Here's my version of the recipe:

Sicilian Rigatoni and Sausage

Serves 4 to 6

1/2 pound hot italian sausage (about three links)

2 T olive oil

1 fennel bulb, trimmed and finely chopped, feathery tops chopped and reserved

2 medium shallots or 1 onion, chopped

1 celery stalk with leaves, finely chopped

2 garlic cloves, sliced

5 medium tomatoes, chopped

1/4 c fresh basil, chopped, plus a few small sprigs for garnish

1/4 c fresh parsely, chopped

2 T tomato paste, divided

1/2 c chicken broth

1/4 heavy cream

Salt and pepper

1/2 pound rigatoni or other large tube-shaped pasta

3/4 c grated parmesan cheese, plus additional for sprinkling on top

Prick each sausage several times with a fork. In a large skillet, heat 1 tablespoon of oil over medium heat. Cook the sausage, turning often, for about 25 minutes, or until well browned and cooked through. Remove to a plate.

Add remaining tablespoon of oil to the same skillet and add the fennel, onion or shallots, celery, and garlic and cook, stirring frequently over medium-low heat for 20 minutes, or until vegetables are very soft and lightly browned.

Add the tomatoes, basil, parsley and one tablespoon of tomato paste. Season with salt and peper to taste and cook, stirring occasionally, for 45 minutes, adding a little broth if the sauce gets too thick.

Put a large pot of salted water on to boil.

Press the sauce through a food mill set over a large saucepan, or in the alternative, blend it in a food processor or blender to your desired smoothness (I like mine a little chunky), then return it to the skillet (I like the idea of using one pan rather than dirtying up another one).
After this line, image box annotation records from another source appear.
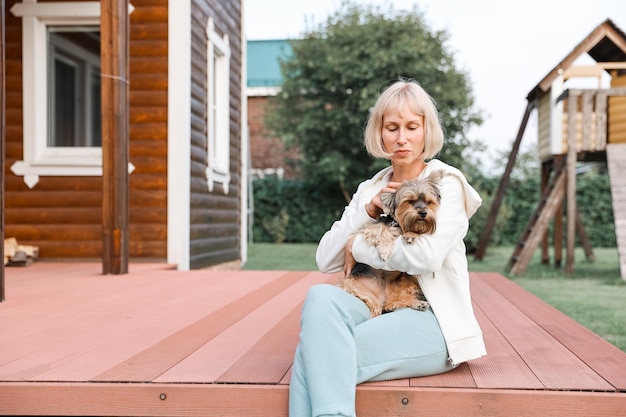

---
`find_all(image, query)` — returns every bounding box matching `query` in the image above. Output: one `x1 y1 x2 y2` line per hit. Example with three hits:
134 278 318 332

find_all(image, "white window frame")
11 0 134 188
206 17 231 194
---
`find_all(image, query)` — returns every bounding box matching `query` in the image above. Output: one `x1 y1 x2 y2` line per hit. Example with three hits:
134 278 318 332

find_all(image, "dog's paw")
402 232 419 245
412 300 430 311
378 245 393 261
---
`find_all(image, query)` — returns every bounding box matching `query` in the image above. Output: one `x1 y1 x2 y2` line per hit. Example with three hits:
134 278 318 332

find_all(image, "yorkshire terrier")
338 170 445 317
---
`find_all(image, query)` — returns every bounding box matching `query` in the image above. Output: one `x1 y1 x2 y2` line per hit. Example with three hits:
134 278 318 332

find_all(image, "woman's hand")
343 235 356 276
365 182 402 219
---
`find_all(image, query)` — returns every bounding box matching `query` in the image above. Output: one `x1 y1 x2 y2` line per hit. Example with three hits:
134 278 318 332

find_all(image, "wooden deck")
0 263 626 417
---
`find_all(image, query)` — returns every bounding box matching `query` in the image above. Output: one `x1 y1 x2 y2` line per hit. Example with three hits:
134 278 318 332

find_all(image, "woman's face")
382 104 425 166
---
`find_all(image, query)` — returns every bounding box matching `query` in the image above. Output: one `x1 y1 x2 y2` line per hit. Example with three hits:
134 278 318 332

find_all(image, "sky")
243 0 626 172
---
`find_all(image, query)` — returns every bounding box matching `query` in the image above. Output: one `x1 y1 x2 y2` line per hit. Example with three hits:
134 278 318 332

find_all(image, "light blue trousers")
289 284 452 417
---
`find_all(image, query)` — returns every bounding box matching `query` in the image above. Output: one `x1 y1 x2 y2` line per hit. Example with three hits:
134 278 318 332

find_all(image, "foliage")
266 1 482 200
252 176 345 243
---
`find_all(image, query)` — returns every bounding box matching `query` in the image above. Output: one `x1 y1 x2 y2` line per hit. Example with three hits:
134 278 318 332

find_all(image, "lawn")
244 243 626 352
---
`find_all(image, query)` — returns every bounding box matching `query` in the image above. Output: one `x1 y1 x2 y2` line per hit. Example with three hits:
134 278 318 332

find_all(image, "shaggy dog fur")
338 171 445 317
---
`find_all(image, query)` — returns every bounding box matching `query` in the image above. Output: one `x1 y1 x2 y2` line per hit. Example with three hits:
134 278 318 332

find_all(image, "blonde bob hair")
364 79 443 160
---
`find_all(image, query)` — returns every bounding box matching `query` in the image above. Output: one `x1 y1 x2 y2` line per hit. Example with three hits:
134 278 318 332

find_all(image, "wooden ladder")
507 161 567 275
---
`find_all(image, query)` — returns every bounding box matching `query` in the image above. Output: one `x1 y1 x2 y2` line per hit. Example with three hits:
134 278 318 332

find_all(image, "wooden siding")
189 0 243 268
3 0 168 259
608 74 626 143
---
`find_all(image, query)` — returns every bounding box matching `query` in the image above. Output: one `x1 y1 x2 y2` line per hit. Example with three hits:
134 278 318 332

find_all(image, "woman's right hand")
365 182 402 219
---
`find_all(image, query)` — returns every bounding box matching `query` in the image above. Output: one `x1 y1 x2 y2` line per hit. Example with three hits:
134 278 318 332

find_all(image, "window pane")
48 26 101 147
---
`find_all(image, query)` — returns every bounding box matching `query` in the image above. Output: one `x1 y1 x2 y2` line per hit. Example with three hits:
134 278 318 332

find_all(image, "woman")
289 80 486 417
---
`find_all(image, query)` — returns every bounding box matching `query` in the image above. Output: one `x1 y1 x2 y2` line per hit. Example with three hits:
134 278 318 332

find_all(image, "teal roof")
247 39 292 87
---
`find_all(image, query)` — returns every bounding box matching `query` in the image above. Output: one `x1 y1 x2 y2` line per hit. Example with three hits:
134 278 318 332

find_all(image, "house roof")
527 19 626 101
247 39 292 87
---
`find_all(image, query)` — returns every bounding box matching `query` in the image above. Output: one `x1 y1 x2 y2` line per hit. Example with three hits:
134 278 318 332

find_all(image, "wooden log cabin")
475 19 626 279
2 0 247 270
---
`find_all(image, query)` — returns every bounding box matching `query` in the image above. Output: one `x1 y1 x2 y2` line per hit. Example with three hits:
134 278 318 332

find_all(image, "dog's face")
381 172 442 235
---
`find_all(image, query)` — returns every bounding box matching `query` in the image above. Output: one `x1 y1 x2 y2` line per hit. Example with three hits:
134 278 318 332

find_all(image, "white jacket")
316 159 486 364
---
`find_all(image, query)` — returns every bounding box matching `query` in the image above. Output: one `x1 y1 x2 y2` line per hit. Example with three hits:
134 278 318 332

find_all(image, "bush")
252 176 345 243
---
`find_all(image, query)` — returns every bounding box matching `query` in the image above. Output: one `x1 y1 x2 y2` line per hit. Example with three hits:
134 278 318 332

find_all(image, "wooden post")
0 0 6 302
565 94 578 274
474 101 535 261
100 0 129 274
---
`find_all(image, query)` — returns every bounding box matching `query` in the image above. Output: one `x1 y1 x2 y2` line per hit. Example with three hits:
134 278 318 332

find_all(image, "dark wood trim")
0 0 6 302
100 0 130 274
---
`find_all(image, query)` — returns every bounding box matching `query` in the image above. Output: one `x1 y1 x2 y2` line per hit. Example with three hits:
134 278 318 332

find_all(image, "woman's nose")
397 129 406 143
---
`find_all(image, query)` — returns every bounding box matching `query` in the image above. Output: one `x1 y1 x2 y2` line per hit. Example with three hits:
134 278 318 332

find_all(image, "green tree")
267 1 482 200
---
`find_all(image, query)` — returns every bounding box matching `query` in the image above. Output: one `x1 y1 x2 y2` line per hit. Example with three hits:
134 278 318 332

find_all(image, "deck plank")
0 271 275 381
469 300 545 389
472 272 614 391
91 272 305 382
481 273 626 391
217 275 337 384
0 263 626 417
154 273 336 383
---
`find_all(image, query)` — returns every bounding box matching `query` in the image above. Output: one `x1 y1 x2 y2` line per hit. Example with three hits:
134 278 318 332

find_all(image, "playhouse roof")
526 19 626 101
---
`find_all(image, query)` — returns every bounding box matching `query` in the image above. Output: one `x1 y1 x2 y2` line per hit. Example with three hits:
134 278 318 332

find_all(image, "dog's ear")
428 169 446 183
380 193 397 214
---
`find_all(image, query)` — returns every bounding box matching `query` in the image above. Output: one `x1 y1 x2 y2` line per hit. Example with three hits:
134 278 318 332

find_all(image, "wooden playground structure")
475 19 626 279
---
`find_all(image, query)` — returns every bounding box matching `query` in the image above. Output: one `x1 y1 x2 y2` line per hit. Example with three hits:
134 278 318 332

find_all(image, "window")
11 0 133 188
206 18 230 194
48 26 102 147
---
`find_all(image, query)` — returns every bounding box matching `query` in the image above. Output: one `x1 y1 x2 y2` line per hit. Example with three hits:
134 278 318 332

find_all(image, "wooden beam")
0 0 6 302
100 0 129 274
565 95 578 274
474 101 535 261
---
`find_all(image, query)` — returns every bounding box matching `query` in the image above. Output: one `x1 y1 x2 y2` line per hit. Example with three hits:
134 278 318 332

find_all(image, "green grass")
244 243 626 352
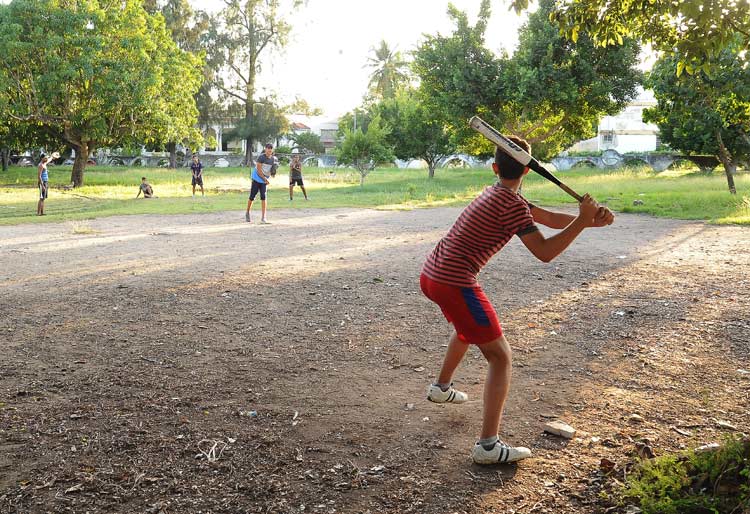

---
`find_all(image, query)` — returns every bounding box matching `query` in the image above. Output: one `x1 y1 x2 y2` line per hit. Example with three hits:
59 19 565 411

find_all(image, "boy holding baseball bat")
420 137 614 464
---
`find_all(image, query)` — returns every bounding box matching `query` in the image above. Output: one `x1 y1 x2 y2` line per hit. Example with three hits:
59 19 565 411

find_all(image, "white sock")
479 435 499 451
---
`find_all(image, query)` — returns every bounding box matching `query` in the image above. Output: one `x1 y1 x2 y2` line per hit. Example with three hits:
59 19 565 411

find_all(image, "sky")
0 0 526 117
200 0 525 117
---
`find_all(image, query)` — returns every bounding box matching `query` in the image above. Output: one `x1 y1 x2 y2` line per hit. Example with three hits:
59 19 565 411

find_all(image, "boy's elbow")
537 253 555 263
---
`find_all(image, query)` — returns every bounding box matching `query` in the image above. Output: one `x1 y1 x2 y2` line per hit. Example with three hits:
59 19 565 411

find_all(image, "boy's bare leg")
478 336 512 439
437 332 469 385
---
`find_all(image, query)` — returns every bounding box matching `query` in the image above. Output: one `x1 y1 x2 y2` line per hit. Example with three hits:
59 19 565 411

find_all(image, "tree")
415 0 641 159
208 0 301 166
501 0 642 159
289 132 326 154
0 0 200 187
365 40 409 98
338 104 373 137
644 40 750 194
225 99 289 149
284 97 323 116
144 0 216 168
513 0 750 66
377 90 456 178
412 0 506 148
336 117 393 186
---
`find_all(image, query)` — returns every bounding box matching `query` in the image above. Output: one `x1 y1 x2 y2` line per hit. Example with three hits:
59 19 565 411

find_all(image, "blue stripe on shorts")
461 287 490 327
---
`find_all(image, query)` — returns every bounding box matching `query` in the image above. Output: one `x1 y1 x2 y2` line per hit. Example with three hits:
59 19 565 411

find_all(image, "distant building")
568 90 659 154
280 114 339 153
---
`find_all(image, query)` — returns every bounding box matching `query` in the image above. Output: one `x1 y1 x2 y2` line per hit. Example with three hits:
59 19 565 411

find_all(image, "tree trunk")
70 142 89 187
245 98 255 168
716 130 737 195
0 148 10 171
724 162 737 195
250 137 255 168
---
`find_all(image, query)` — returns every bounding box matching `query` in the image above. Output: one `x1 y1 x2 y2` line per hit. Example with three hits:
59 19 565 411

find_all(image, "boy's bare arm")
531 205 576 229
521 194 599 262
531 205 615 230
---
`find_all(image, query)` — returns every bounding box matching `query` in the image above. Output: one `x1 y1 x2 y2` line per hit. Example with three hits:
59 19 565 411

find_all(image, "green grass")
0 161 750 225
619 437 750 514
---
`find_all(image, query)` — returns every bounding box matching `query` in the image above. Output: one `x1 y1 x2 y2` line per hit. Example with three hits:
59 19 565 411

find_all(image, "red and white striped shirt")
422 184 538 287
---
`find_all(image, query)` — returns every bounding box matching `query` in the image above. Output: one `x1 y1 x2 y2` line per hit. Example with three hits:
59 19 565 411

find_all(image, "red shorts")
419 274 503 344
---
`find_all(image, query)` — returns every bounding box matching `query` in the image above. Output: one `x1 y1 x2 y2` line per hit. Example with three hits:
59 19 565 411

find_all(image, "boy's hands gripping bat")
469 116 583 203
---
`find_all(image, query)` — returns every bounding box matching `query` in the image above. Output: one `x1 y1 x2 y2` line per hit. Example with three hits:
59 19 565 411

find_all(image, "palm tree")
365 41 409 98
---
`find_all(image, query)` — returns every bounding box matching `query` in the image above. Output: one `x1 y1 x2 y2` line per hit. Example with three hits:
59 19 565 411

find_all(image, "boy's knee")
480 336 513 365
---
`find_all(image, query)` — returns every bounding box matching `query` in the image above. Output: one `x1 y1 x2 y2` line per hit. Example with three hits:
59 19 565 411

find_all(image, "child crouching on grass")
420 137 614 464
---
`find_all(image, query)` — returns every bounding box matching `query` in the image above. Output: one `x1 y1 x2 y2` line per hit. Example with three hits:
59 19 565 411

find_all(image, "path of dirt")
0 209 750 514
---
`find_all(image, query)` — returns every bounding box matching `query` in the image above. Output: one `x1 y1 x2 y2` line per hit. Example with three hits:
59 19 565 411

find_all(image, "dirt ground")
0 208 750 514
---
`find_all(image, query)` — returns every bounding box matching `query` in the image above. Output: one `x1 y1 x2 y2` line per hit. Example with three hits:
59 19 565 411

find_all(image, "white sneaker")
471 440 531 465
427 384 469 403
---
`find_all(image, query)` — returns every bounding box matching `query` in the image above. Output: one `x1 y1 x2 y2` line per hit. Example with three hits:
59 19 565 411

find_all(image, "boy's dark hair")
495 136 531 180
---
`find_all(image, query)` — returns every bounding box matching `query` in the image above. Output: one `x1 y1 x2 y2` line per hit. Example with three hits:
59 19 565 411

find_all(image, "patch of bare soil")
0 209 750 514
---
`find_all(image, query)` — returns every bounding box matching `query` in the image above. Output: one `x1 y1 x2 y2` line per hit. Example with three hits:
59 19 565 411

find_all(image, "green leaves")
528 0 750 66
336 116 393 185
414 0 641 159
0 0 201 185
644 38 750 188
Cut sausage into 1/4-inch slices and add to the sauce. Stir in the cream, the other tablespoon of tomato paste, and the rest of the broth if you still have some left. Cook over medium heat, stirring for 5 minutes, or until sauce is heated through.

Cook pasta until al dente. Drain. Toss the pasta and parmesan with the sauce in the skillet, or in a large serving bowl. Sprinkle with fennel fronds and garnish with basil sprigs. Serve alongside additional parmesan.